Monday, 15 June 2015

Down to the wire

The failure of weekend talks in Brussels between Greece and its creditors has now left Thursday’s Eurogroup meeting as perhaps the last possible opportunity for a deal before the country defaults.
Greek prime minister Alexis Tsipras lashed out at creditors – the International Monetary Fund, the European Commission and European Central Bank – on Sunday night, when talks broke up after an alleged mere 45 minutes.
“The institutions’ insistence on further cuts to pensions after five years of devastation wrought by memoranda can only be attributed to a political agenda,” he said.
‘Memoranda’ is a reference to the cash-for-austerity deals Greece signed in 2010 and 2012.
“We carry the dignity of an entire people… we cannot bury democracy in the land where it was born,” he added.
Greece owes the International Monetary Fund 1.6bn euros on June 30. A European leaders’ summit on June 24-25 could act as a final stopgap for a deal, but some senior financial officials in Athens believe that European leaders will not do a political deal with Athens in the absence of a technical agreement that balances the country’s books this year.
Greece has resisted a reduction in pension payouts equal to one percent of GDP. It also refuses to raise consumer tax (VAT) by a similar amount, saying such measures will trigger renewed recession.

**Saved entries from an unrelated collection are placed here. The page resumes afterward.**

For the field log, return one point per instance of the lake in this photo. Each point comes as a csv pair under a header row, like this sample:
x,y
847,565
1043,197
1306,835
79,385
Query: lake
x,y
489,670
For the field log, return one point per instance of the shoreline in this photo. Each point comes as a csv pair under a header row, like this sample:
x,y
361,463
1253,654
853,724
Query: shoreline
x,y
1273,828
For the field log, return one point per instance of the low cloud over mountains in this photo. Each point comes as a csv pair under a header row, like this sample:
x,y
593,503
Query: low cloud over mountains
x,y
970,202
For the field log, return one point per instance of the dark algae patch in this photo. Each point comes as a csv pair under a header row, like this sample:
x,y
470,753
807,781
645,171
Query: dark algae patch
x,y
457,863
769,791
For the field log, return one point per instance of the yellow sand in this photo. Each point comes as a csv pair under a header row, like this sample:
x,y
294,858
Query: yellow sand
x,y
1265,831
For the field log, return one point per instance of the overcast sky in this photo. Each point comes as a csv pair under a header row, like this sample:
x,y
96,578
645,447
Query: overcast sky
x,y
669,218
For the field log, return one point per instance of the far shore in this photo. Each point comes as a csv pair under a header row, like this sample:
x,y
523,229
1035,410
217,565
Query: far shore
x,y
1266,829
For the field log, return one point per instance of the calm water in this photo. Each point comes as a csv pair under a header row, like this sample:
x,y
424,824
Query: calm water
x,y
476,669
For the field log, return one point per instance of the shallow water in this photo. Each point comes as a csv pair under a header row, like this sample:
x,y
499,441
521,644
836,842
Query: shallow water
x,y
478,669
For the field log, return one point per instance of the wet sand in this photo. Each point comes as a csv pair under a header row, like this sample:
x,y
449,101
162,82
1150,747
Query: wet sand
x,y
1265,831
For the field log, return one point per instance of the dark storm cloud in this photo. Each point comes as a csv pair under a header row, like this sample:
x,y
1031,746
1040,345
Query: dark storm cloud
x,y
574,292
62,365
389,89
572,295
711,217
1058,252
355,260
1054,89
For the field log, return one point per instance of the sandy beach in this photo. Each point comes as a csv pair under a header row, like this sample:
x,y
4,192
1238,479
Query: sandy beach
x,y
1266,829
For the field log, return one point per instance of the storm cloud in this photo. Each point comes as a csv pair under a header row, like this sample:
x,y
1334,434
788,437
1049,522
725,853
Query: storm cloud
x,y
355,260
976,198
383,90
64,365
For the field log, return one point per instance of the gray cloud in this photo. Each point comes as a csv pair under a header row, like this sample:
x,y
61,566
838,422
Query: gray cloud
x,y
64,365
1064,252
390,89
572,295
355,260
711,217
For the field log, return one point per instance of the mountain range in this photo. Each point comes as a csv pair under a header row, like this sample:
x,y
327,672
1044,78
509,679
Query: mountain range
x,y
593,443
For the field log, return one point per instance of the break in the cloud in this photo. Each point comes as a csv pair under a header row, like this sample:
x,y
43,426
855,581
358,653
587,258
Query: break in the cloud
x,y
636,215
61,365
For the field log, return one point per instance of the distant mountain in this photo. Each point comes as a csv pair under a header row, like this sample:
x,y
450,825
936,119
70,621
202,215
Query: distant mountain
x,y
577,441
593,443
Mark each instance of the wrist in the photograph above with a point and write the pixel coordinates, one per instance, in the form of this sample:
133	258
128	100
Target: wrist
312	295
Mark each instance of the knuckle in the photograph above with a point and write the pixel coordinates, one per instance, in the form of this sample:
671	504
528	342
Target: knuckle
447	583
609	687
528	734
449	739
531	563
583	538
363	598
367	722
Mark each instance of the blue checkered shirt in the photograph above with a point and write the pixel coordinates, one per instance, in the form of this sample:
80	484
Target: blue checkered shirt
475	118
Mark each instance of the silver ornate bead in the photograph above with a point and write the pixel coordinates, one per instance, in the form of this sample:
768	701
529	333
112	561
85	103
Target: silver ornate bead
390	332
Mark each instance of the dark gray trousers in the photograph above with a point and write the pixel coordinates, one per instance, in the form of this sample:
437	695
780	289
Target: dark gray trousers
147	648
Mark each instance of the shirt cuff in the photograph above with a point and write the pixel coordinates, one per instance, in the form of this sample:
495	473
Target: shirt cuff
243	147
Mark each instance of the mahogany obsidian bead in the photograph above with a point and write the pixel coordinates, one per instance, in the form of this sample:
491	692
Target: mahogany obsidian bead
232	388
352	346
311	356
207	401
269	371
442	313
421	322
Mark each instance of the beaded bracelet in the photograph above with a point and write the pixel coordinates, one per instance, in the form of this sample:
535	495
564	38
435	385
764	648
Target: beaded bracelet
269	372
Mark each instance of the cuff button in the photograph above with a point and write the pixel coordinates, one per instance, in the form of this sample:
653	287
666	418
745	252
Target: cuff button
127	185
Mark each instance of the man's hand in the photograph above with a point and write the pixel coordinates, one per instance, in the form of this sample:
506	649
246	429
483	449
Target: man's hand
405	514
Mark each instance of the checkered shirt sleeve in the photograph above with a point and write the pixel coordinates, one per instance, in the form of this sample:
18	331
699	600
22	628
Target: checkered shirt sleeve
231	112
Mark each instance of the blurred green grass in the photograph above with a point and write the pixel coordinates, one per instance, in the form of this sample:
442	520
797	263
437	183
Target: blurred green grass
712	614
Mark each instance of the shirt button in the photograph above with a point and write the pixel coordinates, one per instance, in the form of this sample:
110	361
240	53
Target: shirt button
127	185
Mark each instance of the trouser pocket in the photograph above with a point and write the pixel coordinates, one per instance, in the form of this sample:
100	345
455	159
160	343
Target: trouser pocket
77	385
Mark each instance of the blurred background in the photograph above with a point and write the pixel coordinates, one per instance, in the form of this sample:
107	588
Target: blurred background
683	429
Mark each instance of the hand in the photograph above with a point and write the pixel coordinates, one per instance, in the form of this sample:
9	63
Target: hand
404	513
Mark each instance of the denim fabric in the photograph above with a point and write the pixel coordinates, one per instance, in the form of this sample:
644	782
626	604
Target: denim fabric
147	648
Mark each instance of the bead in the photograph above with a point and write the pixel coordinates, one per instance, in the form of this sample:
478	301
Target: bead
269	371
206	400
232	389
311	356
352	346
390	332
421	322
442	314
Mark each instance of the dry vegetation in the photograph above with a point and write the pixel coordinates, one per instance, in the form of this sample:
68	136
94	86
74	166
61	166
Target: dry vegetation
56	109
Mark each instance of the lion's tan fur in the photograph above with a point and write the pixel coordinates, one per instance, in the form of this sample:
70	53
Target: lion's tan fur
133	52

A team of senior Greek negotiators arrived in Brussels on Saturday to renew overtures after a failure to reach agreement on Thursday – one in a series of such failures.
“Despite the Greek representation’s continued presence in Brussels, there was no willingness by institutions to talk at a level of authority that would allow differences to be resolved,” said deputy prime minister Yannis Dragasakis, who is a member of the negotiating team.
European Commission President Jean-Claude Juncker did not attend weekend talks in person, leaving deputies in his stead.